Cryptographic proof of where your training data came from and that it has not been altered. Every CertifiedData dataset carries a machine-verifiable provenance certificate binding origin, generation method, and artifact hash.

What a provenance certificate records

Artifact fingerprint

SHA-256 hash of the ZIP artifact and inner files, computed at generation time before upload.

Generation algorithm

CTGAN, Gaussian, or Light engine — the exact algorithm that produced the dataset.

Timestamp

ISO-8601 generation timestamp, bound to the signed certificate payload.

Issuer identity

CertifiedData LLC, confirmed by Ed25519 signature verifiable via the public key registry.

Row and column count

Dataset dimensions recorded at issuance — part of the signed payload.

Template ID

The schema template used for generation, enabling reproduction or audit of the generation spec.

Provenance vs lineage

Provenance (this page)

Where did this dataset come from?

  • Generation algorithm and engine
  • Certification timestamp
  • SHA-256 artifact fingerprint
  • Issuer identity and signature

Lineage

How was this dataset used?

  • Model training events
  • AI decisions referencing this data
  • Dataset distribution and access events
  • Policy compliance decisions
View decision lineage →

EU AI Act compliance

High-risk AI systems under the EU AI Act must document training data provenance. CertifiedData certificates provide machine-readable records that satisfy key technical documentation obligations:

  • Art. 10 Data governance — origin, collection method, and processing steps documented in the certificate
  • Art. 12 Record-keeping — tamper-evident, timestamped certificate records retained per retention policy
  • Art. 19 Technical documentation — independently verifiable provenance via public key and certificate JSON

Frequently asked questions

What is AI data provenance?

AI data provenance is the documented history of where a training dataset came from, how it was generated or collected, and whether it has been modified since creation. Cryptographic provenance — like CertifiedData certificates — provides machine-verifiable proof that a dataset was generated synthetically, binding the generation method, timestamp, and file hash to a signed record.

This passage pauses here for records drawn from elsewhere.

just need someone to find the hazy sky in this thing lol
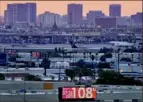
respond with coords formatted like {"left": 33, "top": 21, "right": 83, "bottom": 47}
{"left": 0, "top": 1, "right": 142, "bottom": 16}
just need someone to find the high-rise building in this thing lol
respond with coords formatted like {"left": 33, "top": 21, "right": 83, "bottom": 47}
{"left": 4, "top": 3, "right": 36, "bottom": 26}
{"left": 68, "top": 4, "right": 83, "bottom": 26}
{"left": 0, "top": 16, "right": 3, "bottom": 24}
{"left": 109, "top": 4, "right": 121, "bottom": 17}
{"left": 38, "top": 13, "right": 45, "bottom": 27}
{"left": 59, "top": 15, "right": 68, "bottom": 26}
{"left": 38, "top": 11, "right": 61, "bottom": 27}
{"left": 131, "top": 12, "right": 143, "bottom": 24}
{"left": 26, "top": 3, "right": 37, "bottom": 25}
{"left": 4, "top": 10, "right": 9, "bottom": 25}
{"left": 6, "top": 4, "right": 17, "bottom": 25}
{"left": 16, "top": 4, "right": 28, "bottom": 22}
{"left": 87, "top": 10, "right": 105, "bottom": 25}
{"left": 61, "top": 15, "right": 68, "bottom": 23}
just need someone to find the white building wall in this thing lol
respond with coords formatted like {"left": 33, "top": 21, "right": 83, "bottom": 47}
{"left": 38, "top": 12, "right": 61, "bottom": 27}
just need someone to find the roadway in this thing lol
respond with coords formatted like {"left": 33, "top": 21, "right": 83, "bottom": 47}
{"left": 0, "top": 85, "right": 142, "bottom": 102}
{"left": 0, "top": 90, "right": 142, "bottom": 102}
{"left": 0, "top": 43, "right": 113, "bottom": 53}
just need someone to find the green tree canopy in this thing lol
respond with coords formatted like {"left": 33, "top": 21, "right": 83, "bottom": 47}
{"left": 76, "top": 59, "right": 85, "bottom": 68}
{"left": 65, "top": 69, "right": 76, "bottom": 81}
{"left": 41, "top": 57, "right": 51, "bottom": 76}
{"left": 100, "top": 55, "right": 106, "bottom": 62}
{"left": 90, "top": 54, "right": 95, "bottom": 61}
{"left": 98, "top": 62, "right": 111, "bottom": 69}
{"left": 0, "top": 73, "right": 5, "bottom": 80}
{"left": 95, "top": 70, "right": 142, "bottom": 86}
{"left": 104, "top": 53, "right": 112, "bottom": 58}
{"left": 24, "top": 74, "right": 41, "bottom": 81}
{"left": 65, "top": 59, "right": 94, "bottom": 81}
{"left": 99, "top": 47, "right": 113, "bottom": 53}
{"left": 120, "top": 57, "right": 132, "bottom": 62}
{"left": 124, "top": 47, "right": 139, "bottom": 53}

Why does AI data provenance matter for compliance?

EU AI Act Article 10 requires high-risk AI systems to document the origin, collection method, and processing of training data. Article 12 requires technical documentation of training datasets. Cryptographically signed certificates provide regulators and auditors with machine-readable provenance records that can be independently verified without contacting the data issuer.

How does CertifiedData establish data provenance?

CertifiedData generates synthetic datasets and immediately issues a certificate recording: the SHA-256 fingerprint of the artifact, the generation algorithm (CTGAN or Light engine), row and column count, generation timestamp, template ID, and issuer identity. This payload is signed with an Ed25519 key whose public counterpart is published at /.well-known/signing-keys.json.

Can AI data provenance be verified by a third party?

Yes. Any party with access to the dataset file and the certificate can independently verify provenance without using CertifiedData's website. They compute the file's SHA-256 hash, compare it against artifact_hash in the certificate, then verify the Ed25519 signature using the public key. This does not require a CertifiedData account or API key.

What is the difference between data provenance and data lineage?

Data provenance records the origin and integrity of a dataset at a point in time — where it came from and whether it has been altered. Data lineage records how a dataset was used over time — which models were trained on it, which decisions it influenced, and how it flowed through systems. CertifiedData provides both: certificates for provenance and a DecisionLedger integration for lineage.